Pune, India | November 14, 2025
The U.S. Food and Drug Administration (FDA) approved Poherdy (pertuzumab-dpzb) as the inaugural interchangeable biosimilar to Perjeta (pertuzumab). This historic approval is poised to significantly improve access to key therapies for individuals diagnosed with HER2-positive breast cancer.
Shanghai Henlius Biologics Co., Ltd. developed Poherdy, and FDA clearance enables physicians to utilize this biosimilar in several pivotal breast cancer scenarios. For adults managing HER2-positive metastatic breast cancer (MBC) who haven’t previously received anti-HER2 or chemotherapy for metastatic disease. The medical professionals may combine Poherdy with trastuzumab and docetaxel.
Furthermore, clinicians use Poherdy as a neoadjuvant treatment—alongside trastuzumab and chemotherapy—to target locally advanced, inflammatory, or early-stage HER2-positive breast cancer. Clinicians can also rely on Poherdy as an adjuvant therapy for high-risk early breast cancer patients. It is again pairing it with trastuzumab and chemotherapy.

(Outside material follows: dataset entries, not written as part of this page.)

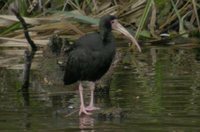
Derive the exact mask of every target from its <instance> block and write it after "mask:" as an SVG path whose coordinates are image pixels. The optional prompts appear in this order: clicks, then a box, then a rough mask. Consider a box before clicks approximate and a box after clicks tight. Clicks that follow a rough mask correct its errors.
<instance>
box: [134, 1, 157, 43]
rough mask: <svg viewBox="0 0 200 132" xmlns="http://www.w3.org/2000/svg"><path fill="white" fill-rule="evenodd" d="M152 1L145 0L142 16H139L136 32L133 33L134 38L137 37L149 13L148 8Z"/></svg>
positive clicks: (149, 10)
mask: <svg viewBox="0 0 200 132" xmlns="http://www.w3.org/2000/svg"><path fill="white" fill-rule="evenodd" d="M152 3H153V0H148V1H147V4H146V7H145V9H144V13H143V15H142V17H141V18H140V23H139V26H138V29H137V31H136V34H135V38H136V39H137V38H138V37H139V34H140V31H141V30H142V28H143V27H144V24H145V22H146V19H147V16H148V14H149V11H150V8H151V6H152Z"/></svg>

An exhaustive analysis comparing Poherdy with Perjeta—encompassing extensive structural examinations and functional evaluations—underpinned the FDA’s landmark approval. Regulators scrutinized a broad range of product lots using an array of analytical tests and biological assays, which revealed that the biosimilar shares highly similar qualities with the reference product in terms of safety and efficacy.
Clinical studies, including pharmacokinetic trials with healthy volunteers and research involving breast cancer patients in neoadjuvant settings. It confirmed Poherdy’s comparable exposure, immunogenicity, and safety profile to Perjeta. Consequently, the FDA found Poherdy to be interchangeable.

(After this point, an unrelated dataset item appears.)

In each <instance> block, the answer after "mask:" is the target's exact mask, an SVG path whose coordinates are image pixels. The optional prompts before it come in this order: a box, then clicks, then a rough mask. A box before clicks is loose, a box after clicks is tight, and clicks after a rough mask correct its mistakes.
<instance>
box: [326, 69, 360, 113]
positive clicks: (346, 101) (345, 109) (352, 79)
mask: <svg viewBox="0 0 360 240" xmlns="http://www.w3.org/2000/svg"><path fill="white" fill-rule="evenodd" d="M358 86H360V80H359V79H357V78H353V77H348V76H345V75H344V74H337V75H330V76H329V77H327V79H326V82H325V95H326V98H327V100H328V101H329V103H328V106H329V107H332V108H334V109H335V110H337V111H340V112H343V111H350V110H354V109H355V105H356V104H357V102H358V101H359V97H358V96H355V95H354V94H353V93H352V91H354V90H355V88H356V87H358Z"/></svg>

Even so, the prescribing guidelines for Poherdy contain essential warnings. The drug carries a boxed warning for left ventricular dysfunction and embryo-fetal toxicity, flagging significant risks for specific patient groups. Additional advisories highlight potential infusion-related reactions, hypersensitivity, and the risk of anaphylaxis. The initial administration consists of an 840 mg intravenous infusion over 60 minutes, followed by maintenance doses of 420 mg every three weeks, each delivered over 30–60 minutes.

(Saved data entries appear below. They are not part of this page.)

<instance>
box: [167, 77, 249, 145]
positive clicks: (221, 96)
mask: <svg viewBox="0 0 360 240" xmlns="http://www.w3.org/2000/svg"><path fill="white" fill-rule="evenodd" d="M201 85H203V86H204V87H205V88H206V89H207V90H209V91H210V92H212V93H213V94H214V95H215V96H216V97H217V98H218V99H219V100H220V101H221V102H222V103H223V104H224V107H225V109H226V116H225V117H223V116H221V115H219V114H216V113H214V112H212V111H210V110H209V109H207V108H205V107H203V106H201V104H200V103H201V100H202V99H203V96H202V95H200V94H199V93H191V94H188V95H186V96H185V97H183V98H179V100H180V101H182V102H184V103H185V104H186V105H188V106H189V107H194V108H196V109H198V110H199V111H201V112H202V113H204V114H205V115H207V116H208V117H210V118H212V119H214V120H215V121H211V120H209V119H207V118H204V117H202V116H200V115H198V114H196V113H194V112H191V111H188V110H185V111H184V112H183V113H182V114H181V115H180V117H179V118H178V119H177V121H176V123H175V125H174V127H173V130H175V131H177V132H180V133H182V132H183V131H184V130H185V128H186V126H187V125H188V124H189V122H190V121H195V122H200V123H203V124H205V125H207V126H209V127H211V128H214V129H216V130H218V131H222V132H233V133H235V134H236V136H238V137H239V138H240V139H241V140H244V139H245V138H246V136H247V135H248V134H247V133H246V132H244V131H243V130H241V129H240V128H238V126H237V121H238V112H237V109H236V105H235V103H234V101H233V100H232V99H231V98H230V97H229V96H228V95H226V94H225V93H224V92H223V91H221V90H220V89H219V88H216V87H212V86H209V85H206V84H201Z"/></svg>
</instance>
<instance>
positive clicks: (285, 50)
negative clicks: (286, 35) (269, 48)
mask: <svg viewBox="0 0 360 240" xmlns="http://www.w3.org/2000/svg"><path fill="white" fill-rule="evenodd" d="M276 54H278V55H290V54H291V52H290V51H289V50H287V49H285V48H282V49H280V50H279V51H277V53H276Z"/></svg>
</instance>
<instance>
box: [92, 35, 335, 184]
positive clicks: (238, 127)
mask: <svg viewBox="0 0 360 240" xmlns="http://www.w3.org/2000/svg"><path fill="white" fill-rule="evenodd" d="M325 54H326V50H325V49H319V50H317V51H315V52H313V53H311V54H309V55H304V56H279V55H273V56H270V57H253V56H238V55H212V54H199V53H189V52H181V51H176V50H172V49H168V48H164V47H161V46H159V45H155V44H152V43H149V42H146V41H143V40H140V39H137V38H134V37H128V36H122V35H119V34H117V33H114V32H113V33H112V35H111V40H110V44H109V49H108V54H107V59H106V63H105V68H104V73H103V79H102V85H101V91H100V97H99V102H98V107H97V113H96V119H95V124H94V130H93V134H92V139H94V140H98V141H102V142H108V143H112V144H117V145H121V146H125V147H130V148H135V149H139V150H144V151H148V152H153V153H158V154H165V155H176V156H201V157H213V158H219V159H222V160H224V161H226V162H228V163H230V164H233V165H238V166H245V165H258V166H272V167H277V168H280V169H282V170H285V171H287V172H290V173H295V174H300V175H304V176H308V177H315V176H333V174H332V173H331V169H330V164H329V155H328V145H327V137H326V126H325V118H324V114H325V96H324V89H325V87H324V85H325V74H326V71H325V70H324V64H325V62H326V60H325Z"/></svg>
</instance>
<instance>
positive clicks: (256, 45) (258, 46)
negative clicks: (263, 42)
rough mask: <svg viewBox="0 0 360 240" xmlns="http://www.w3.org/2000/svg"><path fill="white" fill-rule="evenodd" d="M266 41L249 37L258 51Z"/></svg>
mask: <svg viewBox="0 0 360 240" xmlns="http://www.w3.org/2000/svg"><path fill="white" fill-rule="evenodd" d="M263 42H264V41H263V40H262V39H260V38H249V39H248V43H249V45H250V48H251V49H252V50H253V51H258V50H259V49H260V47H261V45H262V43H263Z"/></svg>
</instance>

Healthcare providers are strongly encouraged to report all serious adverse events via the FDA’s MedWatch Reporting System or by calling 1-800-FDA-1088. Should providers need support for single-patient investigational access, they can contact the FDA’s Oncology Center of Excellence through Project Facilitate.
Experts anticipate that the approval of Poherdy can expand patient access and potentially lower treatment costs for HER2-positive breast cancer. Pharmacies may substitute an interchangeable biosimilar like Poherdy in place of Perjeta, depending on the rules of each state. This model echoes the approach to generic drug substitution, and could benefit patients by streamlining access to lower-cost therapies.
Poherdy’s status as the first interchangeable biosimilar for pertuzumab marks a milestone in expanding the FDA’s biologic therapy portfolio. The agency’s exhaustive review included multiple batches of both products, confirming their similarity across extensive product attributes. According to the FDA, these standards ensure both safety and effectiveness for patients relying on either medication.
Due to biosimilars like Poherdy costing less than their brand-name counterparts, patient access to HER2-targeted treatments may further increase. Since FDA approval signals no clinical difference between Poherdy and Perjeta, this decision aligns with ongoing efforts to make high-quality cancer therapies more affordable.
Ultimately, the FDA’s rigorous and efficient process has ushered in greater choices for HER2-positive breast cancer care, guaranteeing that Poherdy stands as a truly interchangeable and cost-effective option for thousands of patients in need.